Uma História de Espera e Indefinições
Com quase sete décadas de história, o Museu do Ouro, localizado em Sabará, enfrenta um período de incertezas. Desde sua inauguração em 16 de maio de 1946, o espaço, que faz parte do Instituto Brasileiro de Museus (Ibram) e do Ministério da Cultura, está fechado há mais de três anos. Originalmente, a previsão era de que o acervo fosse transferido para o Solar do Padre Correia, um prédio colonial recentemente restaurado no Centro Histórico da cidade. No entanto, até o momento, não há indícios claros de que essa mudança acontecerá.
Em abril de 2025, o prefeito Sargento Rodolfo anunciou que o Solar estaria disponível para abrigar o acervo, mas a realidade é que, até agora, nada foi feito.

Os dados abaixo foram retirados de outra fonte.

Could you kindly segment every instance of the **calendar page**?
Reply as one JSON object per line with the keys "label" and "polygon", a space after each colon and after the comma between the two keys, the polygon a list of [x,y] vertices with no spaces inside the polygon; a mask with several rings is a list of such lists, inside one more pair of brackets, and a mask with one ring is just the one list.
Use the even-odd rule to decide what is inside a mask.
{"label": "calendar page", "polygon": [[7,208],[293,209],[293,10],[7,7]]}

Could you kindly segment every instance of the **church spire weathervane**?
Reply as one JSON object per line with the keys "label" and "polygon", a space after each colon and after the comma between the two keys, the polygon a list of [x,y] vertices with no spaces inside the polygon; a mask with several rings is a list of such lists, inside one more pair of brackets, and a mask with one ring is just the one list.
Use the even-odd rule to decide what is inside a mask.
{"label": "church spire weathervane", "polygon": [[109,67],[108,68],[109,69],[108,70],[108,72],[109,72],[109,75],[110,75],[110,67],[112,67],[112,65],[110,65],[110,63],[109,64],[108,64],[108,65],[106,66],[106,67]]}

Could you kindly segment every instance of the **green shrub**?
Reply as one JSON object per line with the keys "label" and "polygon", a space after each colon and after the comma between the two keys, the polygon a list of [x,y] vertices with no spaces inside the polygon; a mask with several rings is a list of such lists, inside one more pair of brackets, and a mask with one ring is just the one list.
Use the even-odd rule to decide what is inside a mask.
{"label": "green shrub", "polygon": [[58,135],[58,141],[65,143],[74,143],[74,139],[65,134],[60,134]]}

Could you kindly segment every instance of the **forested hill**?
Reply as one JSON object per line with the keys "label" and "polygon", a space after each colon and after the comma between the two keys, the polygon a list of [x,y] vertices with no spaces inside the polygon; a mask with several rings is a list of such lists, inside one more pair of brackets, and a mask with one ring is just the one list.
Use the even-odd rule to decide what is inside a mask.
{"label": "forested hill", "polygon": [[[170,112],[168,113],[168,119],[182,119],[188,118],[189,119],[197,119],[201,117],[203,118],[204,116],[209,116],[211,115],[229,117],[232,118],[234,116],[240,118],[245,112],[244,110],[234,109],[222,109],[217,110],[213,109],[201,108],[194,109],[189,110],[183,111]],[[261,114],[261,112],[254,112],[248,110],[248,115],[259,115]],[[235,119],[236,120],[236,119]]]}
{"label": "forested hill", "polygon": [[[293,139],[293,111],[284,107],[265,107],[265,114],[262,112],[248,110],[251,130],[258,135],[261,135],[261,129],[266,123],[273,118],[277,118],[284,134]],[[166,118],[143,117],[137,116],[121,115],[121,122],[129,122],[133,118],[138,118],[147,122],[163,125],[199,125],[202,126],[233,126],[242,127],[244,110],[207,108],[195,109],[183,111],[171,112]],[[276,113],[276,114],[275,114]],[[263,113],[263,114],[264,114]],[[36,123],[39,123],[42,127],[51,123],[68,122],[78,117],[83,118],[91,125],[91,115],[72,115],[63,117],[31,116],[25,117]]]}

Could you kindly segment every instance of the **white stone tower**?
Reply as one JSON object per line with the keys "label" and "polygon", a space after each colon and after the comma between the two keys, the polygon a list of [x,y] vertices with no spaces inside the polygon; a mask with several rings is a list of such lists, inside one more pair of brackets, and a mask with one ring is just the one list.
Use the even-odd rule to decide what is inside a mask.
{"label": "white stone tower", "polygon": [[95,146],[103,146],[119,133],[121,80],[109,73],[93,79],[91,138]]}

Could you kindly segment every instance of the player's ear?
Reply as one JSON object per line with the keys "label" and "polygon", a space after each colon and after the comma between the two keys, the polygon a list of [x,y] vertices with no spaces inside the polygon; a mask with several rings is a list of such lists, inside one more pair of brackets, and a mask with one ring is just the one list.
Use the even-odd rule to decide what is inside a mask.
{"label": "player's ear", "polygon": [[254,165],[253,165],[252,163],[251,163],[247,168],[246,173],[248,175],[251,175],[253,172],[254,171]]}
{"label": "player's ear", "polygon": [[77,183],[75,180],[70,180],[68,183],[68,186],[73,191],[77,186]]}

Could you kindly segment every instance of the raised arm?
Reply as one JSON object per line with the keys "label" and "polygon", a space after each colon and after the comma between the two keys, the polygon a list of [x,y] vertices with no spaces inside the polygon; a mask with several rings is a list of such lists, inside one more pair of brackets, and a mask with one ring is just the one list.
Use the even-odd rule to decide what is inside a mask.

Em contato com a assessoria da Prefeitura de Sabará, foi informado que a transferência ainda não ocorreu porque o Ibram está aguardando a liberação de recursos federais essenciais para que o processo se concretize.
Visita ao Museu e Situação Atual
Durante uma recente visita a Sabará, foi possível observar a situação precária do Museu do Ouro, que permanece escorado e com uma placa que indica a necessidade de uma intervenção emergencial, orçada em R$ 334,2 mil. Tentamos contato com o Ibram, mas não obtivemos resposta. O silêncio em torno do futuro do museu gera preocupação.
No ano passado, já havíamos noticiado a cessão do Solar do Padre Correia, um dos marcos arquitetônicos da cidade. O acordo previa que os custos da transferência do acervo e a manutenção do museu seriam arcados pelo governo federal, não sobrecarregando os cofres municipais. A expectativa era de que todo o processo fosse finalizado até o final de 2025.
O Acervo do Museu e a Reação da Comunidade
O Museu do Ouro ocupa a antiga Casa de Intendência e Fundição do Ouro de Sabará e possui um acervo rico, que começou a ser constituído na década de 1940, por meio de doações e compras de famílias tradicionais mineiras. O acervo inclui objetos que refletem a história e a cultura da região, como mobiliário, armaria, porcelanas e itens relacionados à mineração dos séculos 18 e 19.
Ainda que a situação do museu seja alarmante, os moradores da cidade expressam sua insatisfação com o fechamento. Uma residente comentou: “Passou a Semana Santa, quando a cidade recebe muitos visitantes, e as portas continuam do mesmo jeito: cerradas.” Com o aumento das chuvas, a preocupação com a preservação do patrimônio cultural se intensifica. “Mas até quando teremos que esperar?”, questiona um estudante local.
Cultura e Tradição em Minas Gerais
Enquanto isso, a cultura mineira continua viva em outras manifestações, como na exposição “Minas Santa no Iepha – Paixão mineira no século 21: festa, patrimônio e cultura”, que estará em cartaz até 25 de maio em Belo Horizonte. A mostra destaca os rituais e tradições, como as procissões das “Madalenas”, figuras que trazem à tona a rica herança cultural local.
Além da exposição, o lançamento do livro “A paixão pela memória: imagem, ritual e teatro em Ouro Preto”, do antropólogo Edilson Pereira, oferece um novo olhar sobre as celebrações da Semana Santa na ex-capital de Minas. Considerado o primeiro estudo etnográfico sobre a festividade, o livro propõe reflexões sobre o papel da cidade como palco de rituais que perpetuam a memória.
Eventos e Iniciativas Culturais
Na capital e em cidades vizinhas, grupos teatrais estão envolvidos ativamente na encenação da Paixão de Cristo. No Vale do Jequitinhonha, o Grupo Gamardra, que possui 70 anos de história, apresentou sua versão da Paixão de Cristo na sexta-feira santa, emocionando moradores da região. A participação da comunidade em eventos culturais demonstra a força da tradição e da fé na cultura mineira.
Além disso, em Belo Horizonte, a Casa do Conde de Santa Marinha passou por reformas e reinaugurações, reafirmando seu papel essencial na preservação da história ferroviária e cultural de Minas Gerais. O investimento de mais de R$ 700 mil em obras de conservação garante que este importante monumento continue a ser um espaço de memória e cultura.